Nearly 15 years after a stroke left her paralyzed and unable to speak, 59-year-old Cathy Hutchinson controlled a robotic arm to lift coffee to her mouth and take a drink by thinking about moving her own arm.
Mind over matter
Patients with paralysis use thought to control robotic arm
THE POWER OF THOUGHT: Hutchinson, who was paralyzed after a stroke in 1996, takes a drink of coffee using the BrainGate system.
Nearly 15 years after a stroke left her paralyzed and unable to speak, 59-year-old Cathy Hutchinson controlled a robotic arm to lift coffee to her mouth and take a drink by thinking about moving her own arm. The achievement, reported in the May 17 issue of Nature, is one of the latest advances in brain-computer interfaces, restorative neurotechnology and assistive robot technology made by BrainGate2 – a collaboration among researchers at the MGH, the Department of Veterans Affairs, Brown University and the German Aerospace Center. The group has spent years exploring the potential of the revolutionary BrainGate system that enabled Hutchinson, who was first treated by the MGH Stroke Service in 1996, to take that very special sip.
“Our goal in this research is to develop technology that will restore independence and mobility for people with paralysis or limb loss,” says Leigh Hochberg, MD, PhD, an MGH critical care neurologist and BrainGate2 sponsor-investigator. “We have much more work to do, but the encouraging progress is demonstrated not only in data, but even more so in our research participant’s smile when she served herself coffee on her own volition for the first time in almost 15 years.”
BrainGate is an investigational medical device based on a pill-sized, electrode-covered sensor which is implanted in the brain to record neural activity triggered by the intention to move a paralyzed limb. An external computer decodes the neural activity and translates it into commands that direct the movement of assistive devices, such as the robotic arm. Hutchinson and another BrainGate study participant, a 66-year-old man, both paralyzed by brainstem strokes, took part in the April and October 2011 demonstrations in which they used BrainGate to directly control two different robotic arms and perform reaching and grasping tasks. Their feats build upon a 2006 breakthrough in which participants demonstrated that BrainGate could be used by individuals with paralysis to operate a cursor on a computer screen.

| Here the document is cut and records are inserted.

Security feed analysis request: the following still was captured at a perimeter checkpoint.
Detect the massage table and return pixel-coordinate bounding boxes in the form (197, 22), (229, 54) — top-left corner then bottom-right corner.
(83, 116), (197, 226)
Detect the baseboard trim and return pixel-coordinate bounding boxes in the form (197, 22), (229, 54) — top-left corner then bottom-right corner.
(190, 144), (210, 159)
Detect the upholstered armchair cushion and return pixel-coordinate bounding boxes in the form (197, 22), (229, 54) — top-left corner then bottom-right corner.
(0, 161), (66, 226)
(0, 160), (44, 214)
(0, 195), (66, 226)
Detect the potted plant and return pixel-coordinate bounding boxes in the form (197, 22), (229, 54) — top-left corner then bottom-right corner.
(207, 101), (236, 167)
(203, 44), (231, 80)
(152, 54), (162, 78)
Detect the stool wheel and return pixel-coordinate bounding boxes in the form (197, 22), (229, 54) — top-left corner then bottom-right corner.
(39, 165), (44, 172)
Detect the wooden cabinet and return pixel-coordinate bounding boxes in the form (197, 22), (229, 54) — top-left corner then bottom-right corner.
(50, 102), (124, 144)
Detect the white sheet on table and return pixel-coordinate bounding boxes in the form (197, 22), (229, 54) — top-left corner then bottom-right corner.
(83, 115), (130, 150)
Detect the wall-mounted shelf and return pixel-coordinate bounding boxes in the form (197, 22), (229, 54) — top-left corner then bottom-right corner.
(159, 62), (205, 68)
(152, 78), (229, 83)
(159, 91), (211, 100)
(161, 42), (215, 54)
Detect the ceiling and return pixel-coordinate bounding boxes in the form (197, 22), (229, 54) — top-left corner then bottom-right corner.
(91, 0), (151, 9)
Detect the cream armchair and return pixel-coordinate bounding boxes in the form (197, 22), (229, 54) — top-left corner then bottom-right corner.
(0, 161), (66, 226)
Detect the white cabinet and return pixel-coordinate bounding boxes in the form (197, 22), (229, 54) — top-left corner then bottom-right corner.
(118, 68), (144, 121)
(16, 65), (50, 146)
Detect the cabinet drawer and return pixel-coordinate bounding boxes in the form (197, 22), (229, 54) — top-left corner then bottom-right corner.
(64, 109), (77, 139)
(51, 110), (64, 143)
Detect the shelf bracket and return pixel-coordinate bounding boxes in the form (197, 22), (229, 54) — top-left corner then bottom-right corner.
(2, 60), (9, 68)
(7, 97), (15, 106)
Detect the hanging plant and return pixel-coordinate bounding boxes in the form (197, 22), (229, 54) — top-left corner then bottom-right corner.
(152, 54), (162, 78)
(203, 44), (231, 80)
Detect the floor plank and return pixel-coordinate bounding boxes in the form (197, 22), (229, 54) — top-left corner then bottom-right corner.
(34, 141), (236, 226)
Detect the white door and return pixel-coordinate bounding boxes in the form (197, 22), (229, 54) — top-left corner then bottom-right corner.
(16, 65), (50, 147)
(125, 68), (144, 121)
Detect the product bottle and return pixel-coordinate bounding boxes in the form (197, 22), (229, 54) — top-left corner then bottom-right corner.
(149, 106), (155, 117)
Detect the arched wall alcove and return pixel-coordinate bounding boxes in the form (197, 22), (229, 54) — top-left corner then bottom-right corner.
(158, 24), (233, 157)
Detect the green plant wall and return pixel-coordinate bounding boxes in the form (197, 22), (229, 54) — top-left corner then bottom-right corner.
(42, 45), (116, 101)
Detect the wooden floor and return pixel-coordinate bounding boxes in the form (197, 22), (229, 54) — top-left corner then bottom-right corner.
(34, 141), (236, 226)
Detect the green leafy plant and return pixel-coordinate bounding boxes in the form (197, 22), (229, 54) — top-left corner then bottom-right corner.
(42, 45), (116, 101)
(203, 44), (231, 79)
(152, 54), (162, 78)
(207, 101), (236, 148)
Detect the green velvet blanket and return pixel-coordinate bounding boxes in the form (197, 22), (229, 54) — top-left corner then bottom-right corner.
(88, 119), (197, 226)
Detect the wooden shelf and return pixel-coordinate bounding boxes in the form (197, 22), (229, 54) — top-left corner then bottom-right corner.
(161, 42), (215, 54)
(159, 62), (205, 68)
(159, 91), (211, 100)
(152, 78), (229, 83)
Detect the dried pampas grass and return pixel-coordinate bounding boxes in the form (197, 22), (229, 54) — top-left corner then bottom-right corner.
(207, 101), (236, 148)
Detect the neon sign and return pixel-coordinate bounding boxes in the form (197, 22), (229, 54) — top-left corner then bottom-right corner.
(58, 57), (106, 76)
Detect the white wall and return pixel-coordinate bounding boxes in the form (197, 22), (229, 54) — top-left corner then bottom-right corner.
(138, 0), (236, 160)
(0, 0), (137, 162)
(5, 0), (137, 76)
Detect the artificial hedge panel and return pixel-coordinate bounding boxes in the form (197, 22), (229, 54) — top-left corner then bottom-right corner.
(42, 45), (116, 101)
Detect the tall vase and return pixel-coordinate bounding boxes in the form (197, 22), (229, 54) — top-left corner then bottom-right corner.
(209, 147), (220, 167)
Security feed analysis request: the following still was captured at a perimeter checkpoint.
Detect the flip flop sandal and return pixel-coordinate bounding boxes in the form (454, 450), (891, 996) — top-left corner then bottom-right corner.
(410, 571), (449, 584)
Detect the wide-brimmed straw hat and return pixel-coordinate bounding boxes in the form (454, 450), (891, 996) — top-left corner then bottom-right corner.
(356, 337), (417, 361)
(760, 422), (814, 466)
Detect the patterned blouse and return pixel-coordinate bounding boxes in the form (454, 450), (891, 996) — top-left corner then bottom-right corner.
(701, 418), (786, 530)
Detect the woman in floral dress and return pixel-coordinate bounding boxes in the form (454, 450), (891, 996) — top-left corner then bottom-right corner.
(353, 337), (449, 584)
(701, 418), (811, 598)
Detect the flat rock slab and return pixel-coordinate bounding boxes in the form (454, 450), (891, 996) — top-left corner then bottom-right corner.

“This research depends on close collaborations, and we’ve benefitted not only from a great team of physicians, nurses, engineers and scientists, but also from the incredible support provided by MGH’s research administration,” says Hochberg. “We look forward to developing a neurally controlled communication interface for people with locked-in syndrome and for people with spinal cord injury and other injuries and disorders, and we continue to work toward the dream of reconnecting the brain to the limb.”